Clojure: apply vs reduce for converting integers to chars and strings

Question

Both of the below functions return the same output, but the first one uses reduce and a pair of quote marks to achieve the same thing. I played with this code and if you delete the "" marks, the first character in the sequence is not converted from it's integer value. The second one seems clear to me, but I feel that the first way is superior, because it packages all of the desired effects into a single function literal. Could somebody unpack the anonymous function for me to explain what variables % and %2 are referring to and tell me why we need the "" only for the first integer (115) in the vector?

 (reduce #(str % (char %2)) ""
            [115 101 99 114 101 116 32 109 101 115 115 97 103 101 115])

 (apply str (map #(char %) [115 101 99 114 101 116 32 109 101 115 115 97 103 101 115]))

The first function was taken from the Clojure Cookbook discussion on int to str conversion, here.

Answer 1

You can find the anonymous function reader macro here

Anonymous function literal (#())

#(...) => (fn [args] (...))

where args are determined by the presence of argument literals taking the form %, %n or %&. % is a synonym for %1, %n designates the nth arg (1-based), and %& designates a rest arg. This is not a replacement for fn - idiomatic used would be for very short one-off mapping/filter fns and the like. #() forms cannot be nested.

% or %1 refers to the first argument and %2 refers to the second.

In your case, in the first approach, % refers to "" and %2 refers to the vector of integers; in the second approach, % to the vector of integers.
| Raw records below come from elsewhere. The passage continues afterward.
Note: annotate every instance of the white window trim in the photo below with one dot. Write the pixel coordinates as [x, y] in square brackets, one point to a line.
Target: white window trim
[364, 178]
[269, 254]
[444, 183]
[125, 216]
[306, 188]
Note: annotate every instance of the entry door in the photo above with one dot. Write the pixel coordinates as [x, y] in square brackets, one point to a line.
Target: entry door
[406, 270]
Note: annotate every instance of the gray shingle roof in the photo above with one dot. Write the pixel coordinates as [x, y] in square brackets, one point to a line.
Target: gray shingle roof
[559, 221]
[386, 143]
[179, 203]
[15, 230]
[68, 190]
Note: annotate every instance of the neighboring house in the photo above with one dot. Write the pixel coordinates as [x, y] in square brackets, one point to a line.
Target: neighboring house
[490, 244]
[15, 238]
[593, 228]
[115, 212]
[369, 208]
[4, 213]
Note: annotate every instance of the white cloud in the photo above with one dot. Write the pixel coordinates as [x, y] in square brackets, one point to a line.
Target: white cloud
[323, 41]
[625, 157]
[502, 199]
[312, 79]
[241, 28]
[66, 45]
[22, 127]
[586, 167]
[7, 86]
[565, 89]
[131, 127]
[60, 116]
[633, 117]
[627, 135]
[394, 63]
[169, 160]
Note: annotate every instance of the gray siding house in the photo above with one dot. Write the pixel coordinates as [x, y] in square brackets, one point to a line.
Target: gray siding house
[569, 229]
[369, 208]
As for the difference between reduce and apply here, reduce provides an supplied val, and in your case "". Without this "", reduce would call str with 115 and (char 101), which would produce "115e". Instead of calling str with the first and second element in your vector, you should call str with an empty string and the first element of your vector, which would produce "s". And in the next reduce loop, str would be called with the parameter "s" and 101, yielding "se", and so on.

And for the apply call, you've mapped char to the vector of integer before you call apply, thus the parameter of apply would be: 1. the function str; 2.a vector of characters the function map produced.

Also, you can check out more information about differences between apply and reduce in this question.

Answer 2

reduce takes an optional first value otherwise it grabs the first element from the collection as is and starts reducing the rest of the collection. this would work but changes your collection

(reduce #(str %1 (char %2))
        ["" 101 99 114 101 116 32 109 101 115 115 97 103 101 115])

It is better to map then reduce like so

(reduce str 
  (map (comp str char) 
    [115 101 99 114 101 116 32 109 101 115 115 97 103 101 115]))

or as noisesmith notes below the following is even clearer

(reduce str 
  (map char
    [115 101 99 114 101 116 32 109 101 115 115 97 103 101 115]))